Rural Health: grossly unequal but some hope
While there are significant unmet health needs in many parts of South Africa, they are particularly acute in historically disadvantaged rural areas.
A newly updated document from the Rural Health Advocacy Project (RHAP) gives a useful summary of the evidence. These are some of the key findings.
Rural areas are home to approximately 44% of South Africa’s population. The ten most deprived districts and the five districts with the highest HIV prevalence are all rural.
Scattered populations mean nurses and doctors have longer travel times to reach clinics and community healthcare workers can see fewer patients in a day. This means there should be more healthcare workers per head of population. However, for every 100,000 people without medical aid, urban areas have 30 doctors and 30 specialists and rural areas only 13 doctors and 2 specialists. Small teams of healthcare workers in rural areas can mean that the loss of one or two members of staff results in unacceptable working conditions and further resignations.
Financing remains unequal with Mpumalanga receiving R643 to spend on primary healthcare per uninsured person vs. R928 in Gauteng. Regions with greater capacity to absorb funds (urban areas) receive more funds than areas with greater need (rural areas) – this has been called the ‘infrastructure-inequality gap’.
For many in rural areas, falling sick has catastrophic financial consequences. Fifteen percent of South Africans still live more than an hour from their nearest clinic, mostly in rural areas. A recently completed study found patients in one rural area spending four times as much to travel to clinic as patients in Cape Town. This is a particular problem if patients arrive at a clinic and find no nurse or doctor or that the medication they require is out of stock.
So, what is required? Marije Versteeg from the RHAP argues “policies and their implementation plans need to be rural-proofed, ensuring that they adequately address the needs of rural communities and take the specific rural context into account. Good health policies can have negative unintended consequences if this is not done.”
If you can receive a rural allowance for working in KwaDukuza, 45 minutes drive from Durban, why would you choose to be somewhere more remote?
For instance, much more needs to be done to attract healthcare workers to deep rural areas. If healthcare workers can receive a rural allowance for working in Mthatha or in KwaDukuza, 45 minutes drive from Durban, why would they choose to base themselves somewhere more remote? Efforts need to be multi-sectorial, recognising that, to remain in rural areas, healthcare workers require, for example, access to on-going training and adequate schools for their children.

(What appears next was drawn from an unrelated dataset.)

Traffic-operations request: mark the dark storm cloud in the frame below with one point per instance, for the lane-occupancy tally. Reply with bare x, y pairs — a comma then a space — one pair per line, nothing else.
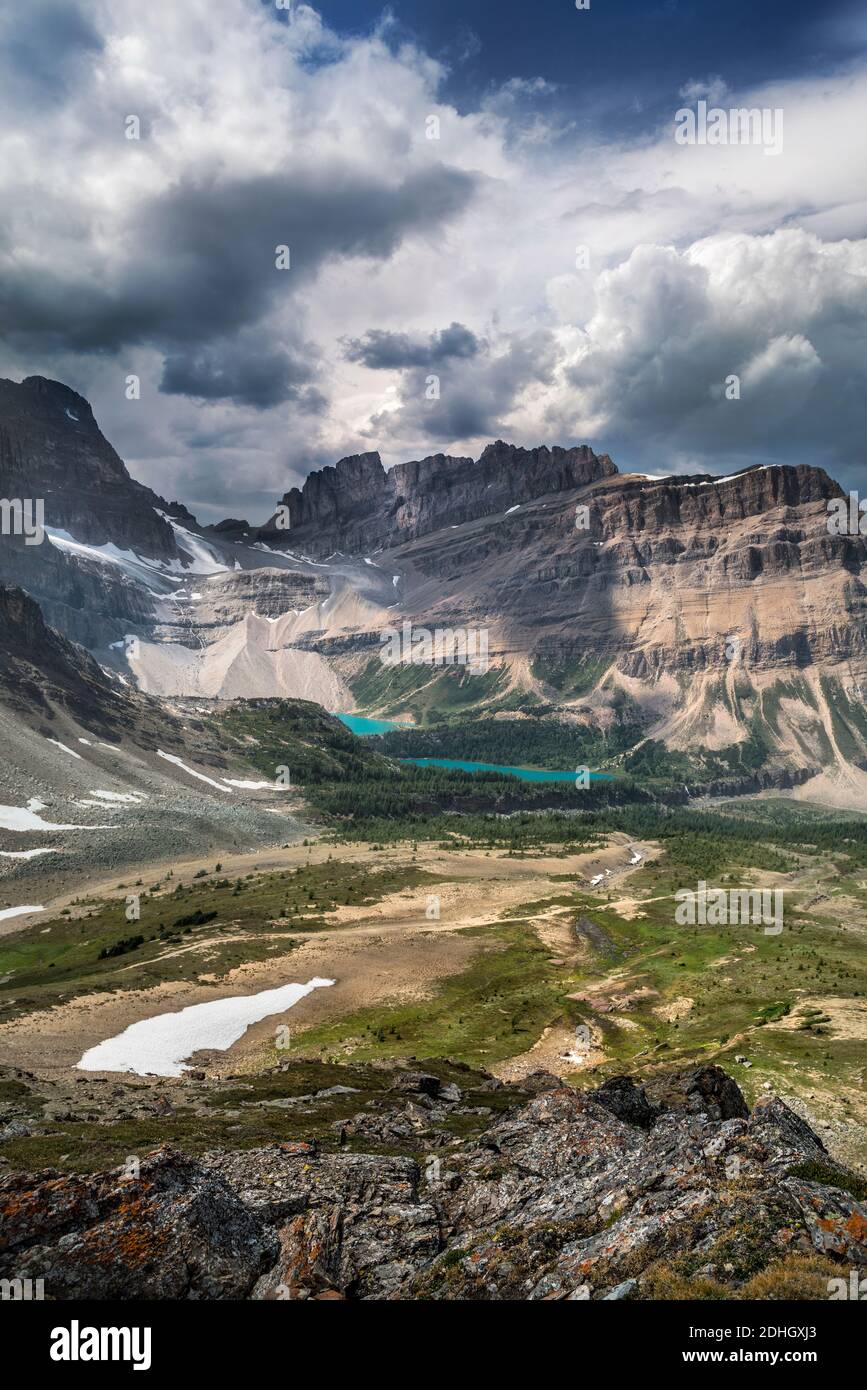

Healthcare spending needs to become more equitable. While existing infrastructure needs to be maintained and adequate oversight of spending is required, it is unacceptable that 20 years after the end of Apartheid, 50% more is spent on patients in Gauteng than on patients in Mpumalanga.

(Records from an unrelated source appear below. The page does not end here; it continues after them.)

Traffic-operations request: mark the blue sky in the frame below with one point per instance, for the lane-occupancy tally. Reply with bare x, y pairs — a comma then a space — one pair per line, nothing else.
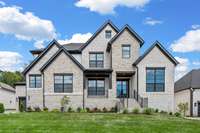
27, 25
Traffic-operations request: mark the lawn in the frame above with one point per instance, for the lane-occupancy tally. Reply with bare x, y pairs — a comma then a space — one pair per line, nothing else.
95, 123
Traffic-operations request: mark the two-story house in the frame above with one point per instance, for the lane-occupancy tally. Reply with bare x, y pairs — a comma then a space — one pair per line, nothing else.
106, 71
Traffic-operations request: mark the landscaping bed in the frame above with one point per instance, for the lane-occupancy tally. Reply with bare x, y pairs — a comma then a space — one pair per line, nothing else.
96, 122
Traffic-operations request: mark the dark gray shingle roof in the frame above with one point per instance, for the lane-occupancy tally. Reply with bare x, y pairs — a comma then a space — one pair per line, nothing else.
73, 46
190, 80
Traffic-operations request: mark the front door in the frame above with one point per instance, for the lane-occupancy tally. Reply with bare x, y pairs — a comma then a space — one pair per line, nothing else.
198, 109
122, 88
22, 103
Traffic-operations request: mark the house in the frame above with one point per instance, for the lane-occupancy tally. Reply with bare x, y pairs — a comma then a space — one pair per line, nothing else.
7, 96
187, 90
106, 71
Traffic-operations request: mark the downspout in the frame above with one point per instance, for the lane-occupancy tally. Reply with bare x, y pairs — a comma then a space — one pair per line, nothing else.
191, 101
83, 91
43, 90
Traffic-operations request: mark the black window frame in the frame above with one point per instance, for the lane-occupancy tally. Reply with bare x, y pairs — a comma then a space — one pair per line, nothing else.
96, 88
108, 34
126, 45
95, 63
35, 84
155, 83
63, 84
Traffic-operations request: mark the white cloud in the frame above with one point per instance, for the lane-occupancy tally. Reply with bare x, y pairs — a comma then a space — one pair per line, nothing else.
10, 61
195, 26
188, 43
108, 6
78, 37
25, 25
152, 22
196, 63
182, 68
2, 3
39, 44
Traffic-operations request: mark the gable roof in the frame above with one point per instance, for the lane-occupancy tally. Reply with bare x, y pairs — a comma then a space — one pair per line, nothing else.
56, 55
190, 80
54, 42
98, 31
162, 49
6, 87
131, 31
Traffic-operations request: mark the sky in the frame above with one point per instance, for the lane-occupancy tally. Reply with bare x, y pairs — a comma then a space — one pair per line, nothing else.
26, 25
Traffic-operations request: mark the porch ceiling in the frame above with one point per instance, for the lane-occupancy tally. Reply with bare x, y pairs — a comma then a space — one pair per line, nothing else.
125, 73
97, 72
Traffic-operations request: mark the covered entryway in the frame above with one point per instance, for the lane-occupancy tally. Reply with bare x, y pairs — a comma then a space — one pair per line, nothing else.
122, 88
22, 103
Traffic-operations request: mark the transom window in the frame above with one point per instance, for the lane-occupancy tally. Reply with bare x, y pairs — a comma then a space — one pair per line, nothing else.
96, 87
35, 81
108, 34
63, 83
155, 79
126, 51
96, 60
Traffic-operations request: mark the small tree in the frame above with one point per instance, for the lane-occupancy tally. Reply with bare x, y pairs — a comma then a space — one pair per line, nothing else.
64, 101
2, 109
183, 108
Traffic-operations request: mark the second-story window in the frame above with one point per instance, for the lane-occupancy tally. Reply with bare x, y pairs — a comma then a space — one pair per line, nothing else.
96, 60
108, 34
155, 79
35, 81
63, 83
126, 51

A man on a motorbike delivers medication.
What does this inequitable allocation mean for rural patients? In Mpumalanga, as elsewhere, reports are reaching the Rural Health Advocacy Project of outreach services being cut due to resource constraints. If doctors and rehabilitation professionals do not visit primary healthcare clinics or disabled people in their homes, patients are forced to spend time and money travelling to more distant facilities. These cuts are an example of anti-rural decision-making.
The socioeconomic problems that affect the rural poor require a strong commitment to decentralised, community-based health care. And when rural patients do need to attend larger facilities, transport should be provided or subsidised. In a middle-income country like South Africa, this is affordable.
However, I remain guardedly optimistic about the future.
The antiretroviral rollout is the most impressive public health intervention in any country in recent years.
The increasingly decentralised South African antiretroviral rollout is arguably the most impressive public health intervention in any country in recent years. In rural uMkhanyakude District, life expectancy increased by 11 years between 2003 and 2011.
In policy terms, there are lots of positive developments too. At the National Department of Health, a new rural health task team will meet in January to discuss human resources for health in rural areas. I am told that ongoing work on staffing norms and GP contracting, under the National Health Insurance programme, considers the needs of rural areas, such as the additional time needed to travel to rural facilities.
Excitingly, there are rumours that rural O.R. Tambo District in the Eastern Cape may be about to adopt needs-based budgeting. If true, this could be a dramatic step towards addressing historical inequalities in healthcare financing.
Advocating for rural health is hard. It is difficult for impoverished and dispersed people living far from policy makers to make their voices heard, especially if they are sick. The good work that Rural Health Advocacy Project and others are doing, particularly in the Eastern Cape, is another reason to be hopeful about the future.